Those who are still having a high memory usage are invited to check the latest changes in Trac (r6756) and Genshi ([G816]), as we think that very substantial progresses have been made.

Please report your findings!

comment:79 Changed 9 years ago by xarquonster@…

Cc: xarquonster@… removed

comment:80 Changed 9 years ago by kts_66@…

Cc: kts_66@… added

comment:81 Changed 9 years ago by bubbamagic87@…

Cc: bubbamagic87@… added

I would like to be added to the CC, but the spam filter keeps blocking my ticket modifications when no text is in the comment box. Below is what it keeps telling me:

Submission rejected as potential spam (SpamBayes determined spam probability of 90.82%)

comment:82 Changed 9 years ago by gustav.svensson@…

Cc: gustav.svensson@… added

comment:83 Changed 9 years ago by anonymous

Summary: Memory leak using apacheMemory leak using apace

comment:84 Changed 9 years ago by anonymous

Summary: Memory leak using apaceMemory leak using apache

comment:85 Changed 9 years ago by Geoff Reedy <gereedy@…>

I just found out about a python heap profiler called heapy (part of http://guppy-pe.sourceforge.net/). Has anyone tried using it to track down the cause of the reference leaks? I would give it a go myself, but I have not been able to produce any leaks on my configuration.

Also, there haven't been any responses since comment:78. It would be nice to have an update from people who have encountered the problem, maybe the issue is now resolved.

comment:86 Changed 9 years ago by gustav.svensson@…

I think I suffer from this, but I might not have enough memory to test it. I just know my VPS hangs after some clicking in Trac. I have 256 MB RAM. I am running 0.11b2.

comment:87 Changed 9 years ago by Christian Boos

Severity: blockercritical

While there remains a few memory issues, I think we can no longer consider it to be a blocker. Latest trunk of both Trac and Genshi should now behave sensibly, even more so when using Python 2.5 (or later).

There's still the issue with report .csv which remains unexplained at this point (comment:74).

comment:88 Changed 9 years ago by keith@…

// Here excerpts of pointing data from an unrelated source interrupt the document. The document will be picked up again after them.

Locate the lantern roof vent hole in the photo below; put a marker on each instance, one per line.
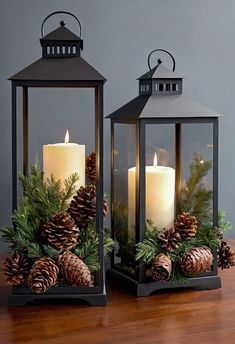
(61, 42)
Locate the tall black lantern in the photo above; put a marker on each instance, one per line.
(164, 162)
(61, 66)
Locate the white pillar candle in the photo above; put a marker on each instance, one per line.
(160, 195)
(63, 159)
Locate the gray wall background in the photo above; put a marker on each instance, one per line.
(118, 35)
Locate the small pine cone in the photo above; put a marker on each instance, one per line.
(196, 260)
(161, 267)
(43, 275)
(16, 269)
(169, 239)
(60, 231)
(83, 205)
(74, 270)
(91, 166)
(226, 256)
(186, 225)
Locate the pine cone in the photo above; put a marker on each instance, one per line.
(161, 267)
(196, 260)
(226, 256)
(186, 225)
(60, 231)
(83, 205)
(16, 269)
(91, 166)
(169, 239)
(43, 275)
(74, 270)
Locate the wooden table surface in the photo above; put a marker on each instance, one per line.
(174, 317)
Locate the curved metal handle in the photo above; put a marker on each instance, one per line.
(61, 12)
(159, 60)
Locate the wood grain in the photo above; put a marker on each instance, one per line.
(177, 317)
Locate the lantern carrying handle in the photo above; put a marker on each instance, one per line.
(160, 60)
(62, 23)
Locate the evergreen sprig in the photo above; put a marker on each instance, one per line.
(196, 199)
(41, 200)
(88, 246)
(46, 198)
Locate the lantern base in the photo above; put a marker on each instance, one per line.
(146, 289)
(22, 296)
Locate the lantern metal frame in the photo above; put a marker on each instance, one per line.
(85, 76)
(139, 285)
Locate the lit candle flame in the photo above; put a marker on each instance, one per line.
(66, 139)
(155, 160)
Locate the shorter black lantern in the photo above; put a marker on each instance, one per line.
(164, 186)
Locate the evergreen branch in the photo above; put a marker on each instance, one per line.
(50, 251)
(69, 189)
(147, 250)
(34, 250)
(87, 247)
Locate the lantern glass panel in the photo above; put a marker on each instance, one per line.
(124, 195)
(160, 175)
(197, 170)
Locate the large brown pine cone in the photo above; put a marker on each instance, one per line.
(43, 275)
(83, 205)
(161, 267)
(169, 239)
(60, 231)
(225, 256)
(16, 269)
(91, 166)
(186, 225)
(196, 260)
(74, 270)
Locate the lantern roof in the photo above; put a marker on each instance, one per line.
(160, 72)
(61, 60)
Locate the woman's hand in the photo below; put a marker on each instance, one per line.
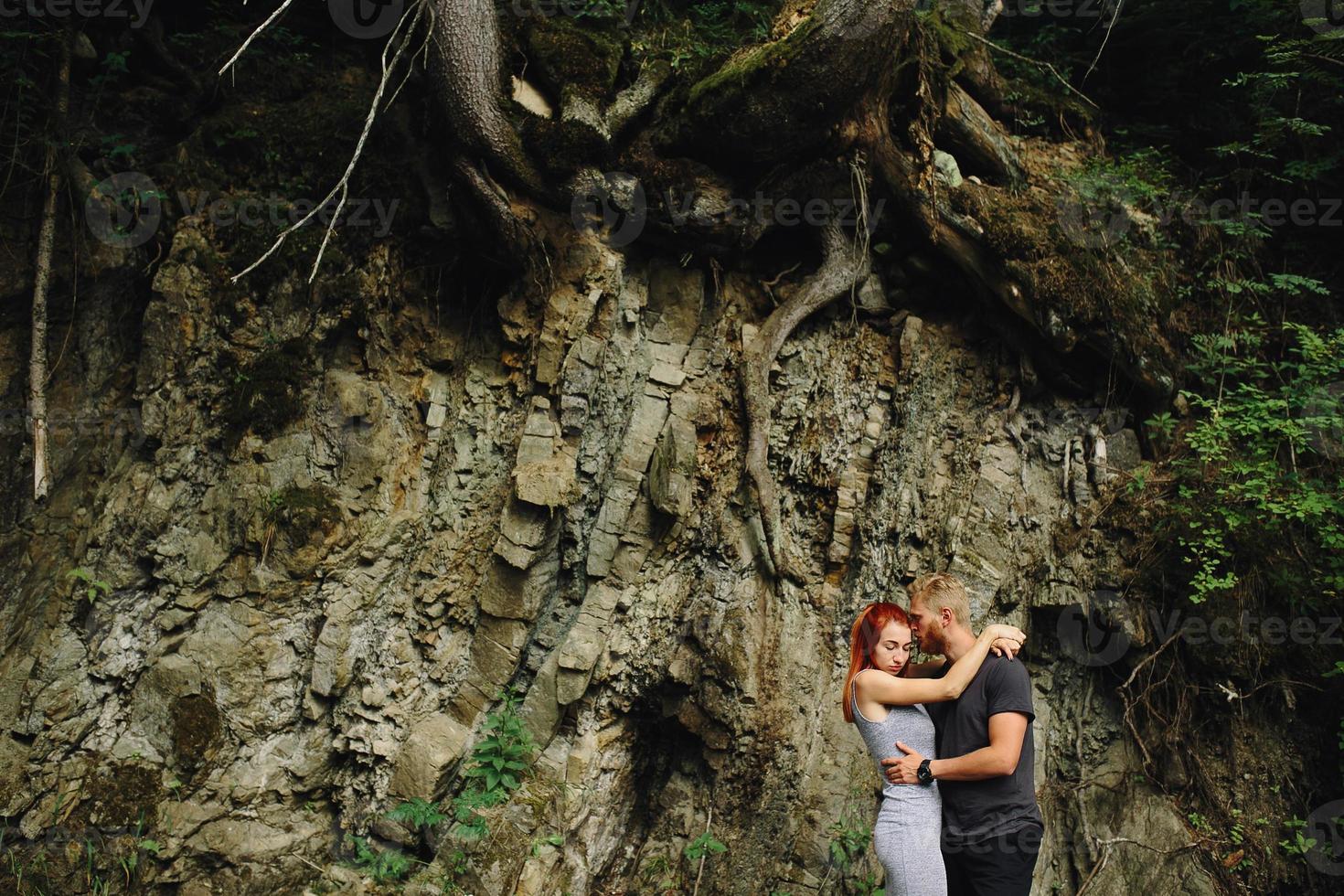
(1004, 640)
(902, 770)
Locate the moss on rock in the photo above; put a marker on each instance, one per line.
(266, 392)
(568, 54)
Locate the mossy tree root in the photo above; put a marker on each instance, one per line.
(843, 265)
(466, 78)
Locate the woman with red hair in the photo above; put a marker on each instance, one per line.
(882, 698)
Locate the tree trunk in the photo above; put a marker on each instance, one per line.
(42, 275)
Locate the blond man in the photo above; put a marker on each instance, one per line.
(991, 822)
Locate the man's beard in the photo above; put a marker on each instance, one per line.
(932, 643)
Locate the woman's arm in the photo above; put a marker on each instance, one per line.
(903, 692)
(926, 669)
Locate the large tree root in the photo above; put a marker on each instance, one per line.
(843, 265)
(466, 78)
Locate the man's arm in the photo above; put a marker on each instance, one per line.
(1007, 731)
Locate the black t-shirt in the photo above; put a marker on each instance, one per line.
(977, 810)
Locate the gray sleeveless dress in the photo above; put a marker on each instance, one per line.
(907, 833)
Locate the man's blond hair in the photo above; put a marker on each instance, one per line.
(938, 592)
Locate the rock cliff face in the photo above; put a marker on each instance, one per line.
(335, 528)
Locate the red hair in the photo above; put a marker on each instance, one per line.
(863, 637)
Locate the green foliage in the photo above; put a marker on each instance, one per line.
(499, 759)
(703, 845)
(660, 873)
(1260, 473)
(94, 584)
(496, 766)
(379, 864)
(539, 842)
(417, 813)
(703, 31)
(848, 841)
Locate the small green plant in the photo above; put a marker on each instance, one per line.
(1199, 824)
(94, 584)
(417, 813)
(1297, 844)
(454, 865)
(659, 873)
(703, 845)
(499, 759)
(379, 864)
(538, 842)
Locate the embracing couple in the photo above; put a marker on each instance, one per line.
(953, 741)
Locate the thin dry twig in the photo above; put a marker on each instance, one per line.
(256, 34)
(342, 189)
(1034, 62)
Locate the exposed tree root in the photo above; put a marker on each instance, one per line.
(466, 77)
(841, 268)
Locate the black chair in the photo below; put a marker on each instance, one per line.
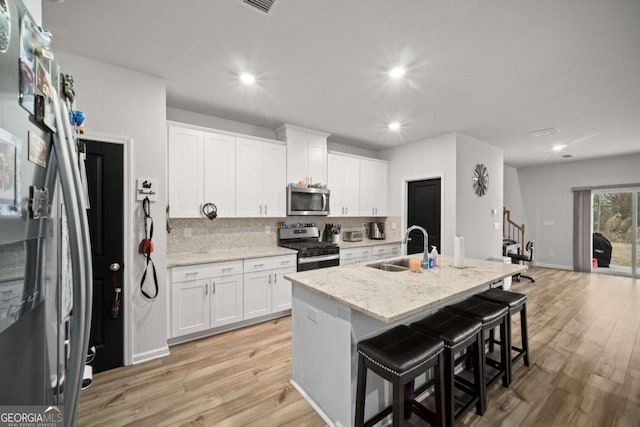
(461, 335)
(518, 258)
(399, 355)
(492, 316)
(517, 303)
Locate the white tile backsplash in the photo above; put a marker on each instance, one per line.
(204, 235)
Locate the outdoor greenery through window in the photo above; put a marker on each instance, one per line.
(616, 219)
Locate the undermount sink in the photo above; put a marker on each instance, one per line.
(393, 266)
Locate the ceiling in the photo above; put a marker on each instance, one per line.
(493, 69)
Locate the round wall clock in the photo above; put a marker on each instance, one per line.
(480, 179)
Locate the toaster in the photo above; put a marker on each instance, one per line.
(352, 235)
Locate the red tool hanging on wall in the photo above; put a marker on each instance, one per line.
(146, 248)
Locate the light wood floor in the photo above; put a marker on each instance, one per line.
(585, 369)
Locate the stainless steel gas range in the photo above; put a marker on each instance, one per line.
(312, 253)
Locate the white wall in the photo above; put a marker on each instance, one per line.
(513, 195)
(431, 158)
(476, 216)
(35, 9)
(125, 103)
(356, 151)
(197, 119)
(546, 192)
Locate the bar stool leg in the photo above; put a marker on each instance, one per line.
(409, 390)
(523, 333)
(449, 404)
(439, 388)
(505, 350)
(361, 391)
(478, 373)
(398, 402)
(492, 339)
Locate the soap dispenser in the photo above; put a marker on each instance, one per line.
(434, 255)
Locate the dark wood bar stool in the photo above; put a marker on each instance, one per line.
(399, 355)
(460, 335)
(491, 315)
(517, 303)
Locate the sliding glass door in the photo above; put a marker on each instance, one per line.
(616, 215)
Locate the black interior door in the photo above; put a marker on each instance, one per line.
(105, 180)
(423, 209)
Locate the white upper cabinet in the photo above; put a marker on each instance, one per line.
(306, 154)
(274, 180)
(220, 173)
(185, 172)
(201, 170)
(260, 178)
(373, 187)
(248, 177)
(344, 183)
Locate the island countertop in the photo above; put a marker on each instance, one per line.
(392, 296)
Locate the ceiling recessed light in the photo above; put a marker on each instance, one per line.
(397, 72)
(544, 132)
(247, 78)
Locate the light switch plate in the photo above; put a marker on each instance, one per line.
(147, 187)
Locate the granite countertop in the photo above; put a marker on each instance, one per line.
(190, 258)
(392, 296)
(367, 242)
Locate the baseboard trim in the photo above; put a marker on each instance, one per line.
(559, 267)
(150, 355)
(314, 405)
(226, 328)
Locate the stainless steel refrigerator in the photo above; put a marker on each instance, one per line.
(45, 255)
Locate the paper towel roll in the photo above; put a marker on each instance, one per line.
(458, 252)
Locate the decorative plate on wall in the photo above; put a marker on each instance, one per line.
(480, 179)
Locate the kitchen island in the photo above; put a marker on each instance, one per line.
(334, 308)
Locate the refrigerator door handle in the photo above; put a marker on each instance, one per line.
(80, 251)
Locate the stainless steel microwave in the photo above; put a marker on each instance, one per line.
(308, 201)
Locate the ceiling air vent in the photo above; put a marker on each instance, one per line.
(262, 5)
(545, 132)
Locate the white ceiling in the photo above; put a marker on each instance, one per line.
(493, 69)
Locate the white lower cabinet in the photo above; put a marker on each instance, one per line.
(257, 294)
(355, 255)
(266, 290)
(390, 250)
(226, 300)
(369, 253)
(205, 296)
(189, 307)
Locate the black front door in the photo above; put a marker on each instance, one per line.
(105, 180)
(423, 209)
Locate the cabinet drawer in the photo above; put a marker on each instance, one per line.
(205, 271)
(269, 263)
(390, 249)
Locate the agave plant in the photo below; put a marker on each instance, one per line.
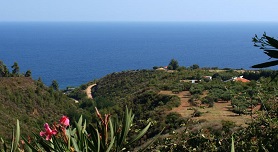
(111, 134)
(270, 47)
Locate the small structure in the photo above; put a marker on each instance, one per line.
(240, 79)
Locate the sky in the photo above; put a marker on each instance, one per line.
(139, 10)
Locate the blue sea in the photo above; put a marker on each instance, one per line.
(76, 53)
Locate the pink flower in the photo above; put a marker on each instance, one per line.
(48, 132)
(64, 121)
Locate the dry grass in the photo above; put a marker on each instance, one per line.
(220, 111)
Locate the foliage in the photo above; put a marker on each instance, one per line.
(173, 65)
(54, 85)
(109, 135)
(270, 47)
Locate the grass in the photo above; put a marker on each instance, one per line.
(219, 112)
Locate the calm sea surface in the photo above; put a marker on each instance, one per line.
(76, 53)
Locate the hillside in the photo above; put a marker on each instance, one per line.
(31, 103)
(210, 110)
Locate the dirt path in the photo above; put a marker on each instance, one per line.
(89, 92)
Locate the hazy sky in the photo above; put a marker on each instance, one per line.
(139, 10)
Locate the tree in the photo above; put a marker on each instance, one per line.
(173, 65)
(270, 47)
(28, 73)
(15, 71)
(195, 66)
(54, 85)
(4, 71)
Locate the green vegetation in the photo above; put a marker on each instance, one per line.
(177, 102)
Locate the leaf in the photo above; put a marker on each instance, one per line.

I can confirm that this bug exists in 0.10, but only when a person attempts to view a specific svn revision number on a trac environment that has indexed an svn repository from a folder other than the root of the repository.

For example, we have a repository in /foo and we index beginning with a subfolder /foo/bar (done by setting repository_dir to /foo/bar in trac.ini — a step I've read is a suitable way of ensuring trac users have access to only one portion of the repository).

Once that is complete, accessing a specific revision of a file in the Revision Log will cause apache to consume nearly 200 megabytes of memory. Do this a couple of times, and your system will eventually run out of memory. In addition, it is painfully slow to view a revision of a file — the load time is several seconds slower than normal.

The solution I've found for this is to index the repository from the root folder /foo, and then write up a svn permissions file (called svn-perm) that looks like this:

foo

  • = r

foo/private

  • =

foo/bar

  • = r

Gives read access to /foo/bar and /foo, and restricts /foo/private for our trac environment. Then set authz_file = /path/to/svn-perm in trac.ini.

The memory leaks will stop, while still restricing access.

comment:89 Changed 9 years ago by frekko@…

Although the situation became much better with rc1 this bug is still present and brings my server to it's knees about once every 14 days (instead of once a day) with only very moderate traffic. I _really_ hope you fix this for the final release. I'll be glad to provide you with any information about my setup if required.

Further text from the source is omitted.